Victoria brushed herself off and took a good long look at Connor’s medieval home. It was gray, unforgiving, built to withstand assaults of all kinds. Sort of like Connor himself.
Well, things had certainly not gone as planned.
She stood there for several minutes and simply stared at the keep. She could go back and try again. Maybe if she tackled Connor to the ground and sat on him, she might be able to keep him immobile enough to make him listen to her.
Somehow, though, she doubted it.
It was with great reluctance that she realized the most unfortunate truth of all.
Her trip to the past had been a bust.
She thought about Connor, his beautiful, mortal self, and realized that perhaps she had leaped where she should have looked. Never mind that he had told her unequivocally not to try to rescue him, that he was not reasonable as a mortal, that he would not listen to her, that it was very likely that he would do her harm.
Had she listened?
No, she had not.
Suddenly, unpleasant and uncomfortable realizations washed over her.
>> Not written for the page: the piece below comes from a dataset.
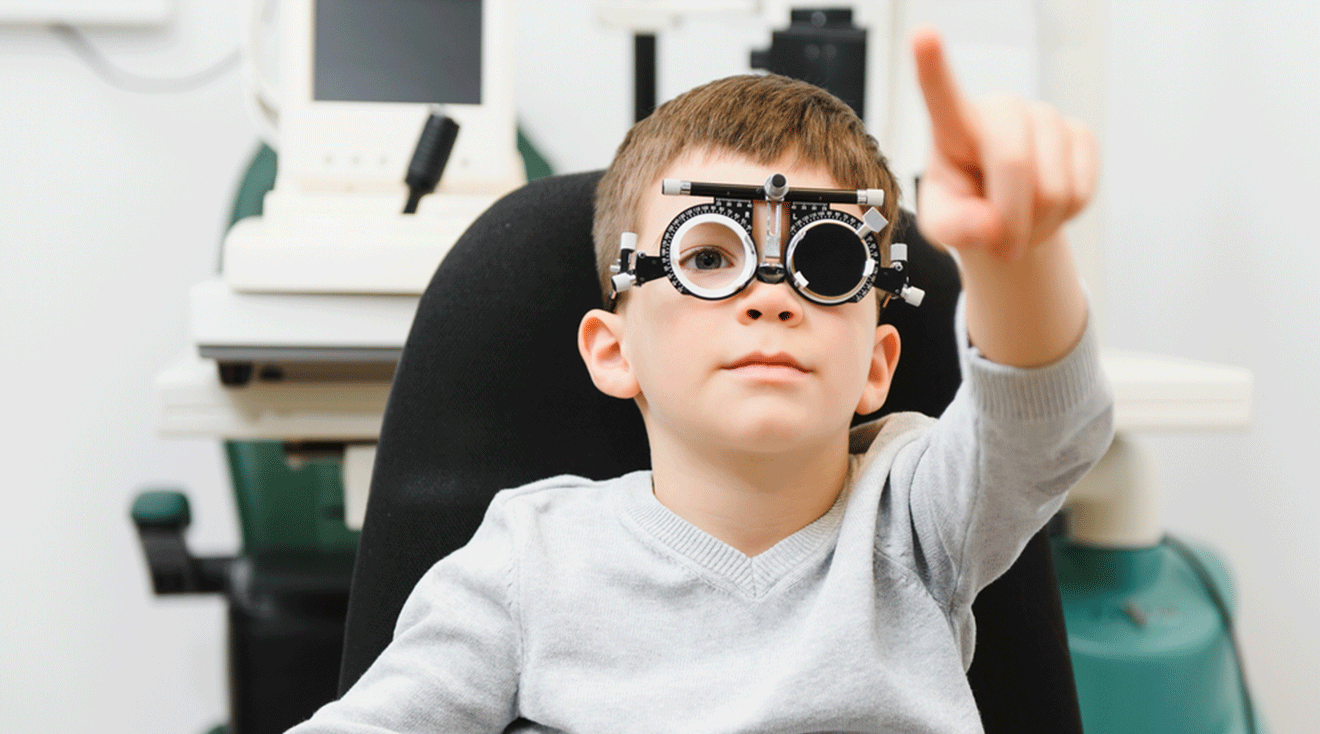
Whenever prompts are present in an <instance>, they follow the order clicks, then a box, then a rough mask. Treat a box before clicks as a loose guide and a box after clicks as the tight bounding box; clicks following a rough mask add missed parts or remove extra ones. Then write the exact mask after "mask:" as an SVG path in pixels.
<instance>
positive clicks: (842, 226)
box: [793, 222, 866, 298]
There might be, she conceded, parts of herself that were not very likeable. One of those parts might possibly have been her need to control everything and everyone around her. Looking at her life from her current perspective in the past, she could see that she had spent almost the whole of her adult life micromanaging the lives of the actors who worked for her, demanding commitments far and beyond what other directors demanded. She realized with an equal and sudden clarity that she did so because she desperately feared that if she let people act the way they wanted to, they might do something she didn’t like.